A mi me proponen algo que implique monte y gastronomía y se me van los pies solos, vaya eso por delante. Por eso no me costó nada plantearme hacer casi dos horas de coche para visitar un proyecto que ya desde lejos me daba muy buenas sensaciones. Primero a Lugo, de allí a Sárria, después se busca la carretera de Samos, se continúa hasta Triacastela, se toma una desviación que va ascendiendo por el valle de un arroyo y, cuando esta se va estrechando, una pista de tierra que se interna entre los árboles. Al otro lado del bosque y tras atravesar la aldea abandonada viven Jordi y sus vacas cachenas.
La raza cachena es una de las variedades autóctonas del noroeste peninsular. Prácticamente desaparecida hace un par de décadas, hoy hay un puñado de explotaciones que han conseguido remontar el censo. Es la variedad vacuna más pequeña, así que su escaso potencial cárnico y como animal de tiro jugó siempre en su contra. Y es cierto que sorprende, acostumbrado a las enormes frisonas lecheras de mi zona, encontrarse al lado de una vaca que tiene un tamaño ligeramente mayor que el de un mastín o un San Bernardo.
Sin embargo, el tamaño no es la única peculiaridad de las cachenas. Tienen una mirada inteligente, te observan con curiosidad. Y como dice Jordi, parecen haber tenido algún cruce de cabras en su árbol genealógico: suben por pendientes imposibles, saltan, son sorprendentemente ágiles. Una mañana se encontró a una de las jóvenes de la manada subida al tejado, ramoneando los hierbajos que nacen entre las lajas de pizarra.
CRÍA EN LIBERTAD
Las cachenas de San Breixo (ese es el nombre de la aldea y de la explotación) pastan en semi-libertad. Es cierto que vuelven para comer y ser ordeñadas, pero lo hacen por que quieren. La finca es enorme, incluye prados y bosques de castaños, pero muchas veces traspasan los límites y se internan en el bosque. Cuando una vaca preñada siente que va a parir se interna entre los árboles y vuelve al cabo de unos días acompañada de su ternero.
Las he visto comer castañas directamente de los árboles y Jordi me contaba que en otoño son muy aficionadas a los boletus y otras setas que se dan en la finca. Son animales casi salvajes y, sin embargo, se acercan sin miedo al cuidador, saben el camino del establo y entran sin reparos. La perra Kenia las vigila y a veces parece una más del grupo. Creo que son cosas que hablan de cuál es el grado de confort para ellas allí, así que todas esas dudas sobre el maltrato animal y el sufrimiento que suelen sobrevolarme cuando se habla de producción cárnica desaparecen rápido. Aquí viven en su hábitat natural, disfrutan de espacio, de pastos y de la compañía de otros de su especie, son cuidadas y tienen el alimento asegurado. Ojalá todas las explotaciones se parecieran, aunque solamente fuera un poco, a lo que vimos en San Breixo.

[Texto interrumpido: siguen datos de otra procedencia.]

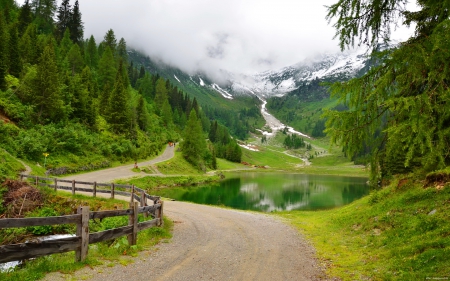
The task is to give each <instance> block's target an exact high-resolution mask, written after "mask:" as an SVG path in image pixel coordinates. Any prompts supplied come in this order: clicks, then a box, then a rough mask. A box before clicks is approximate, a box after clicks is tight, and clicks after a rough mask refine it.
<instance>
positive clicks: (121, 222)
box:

Jordi se encarga de todo el proceso, desde el nacimiento de las reses, hasta el traslado al matadero de Sarria, apenas a media hora en coche. El sacrificio y el despiece son lo único que no lleva a cabo personalmente, aunque sí que se realizan bajo su supervisión. Una vez que recibe las canales o las piezas encargadas él continúa con el trabajo. Investiga nuevos cortes y las posibilidades de cada pieza. Más allá de los tradicionales solomillos, tapa o falda el día que estuvimos allí nos propuso una picanha al estilo brasileiro. No se conforma con ir a lo seguro y está convencido del potencial de los animales con los que convive.
Es curioso cómo visitar una explotación en la que todo se explica de manera natural, dando acceso a todo el proceso y a las instalaciones que se utilizan en él, ayuda a sacarse de encima muchas dudas. He ido a San Breixo, he visto una pequeña explotación familiar que funciona, he pasado la tarde entre vacas de una especie que hace unos años estaba condenada a desaparecer. Y además la carne es realmente sabrosa. No puedo pedir mucho más.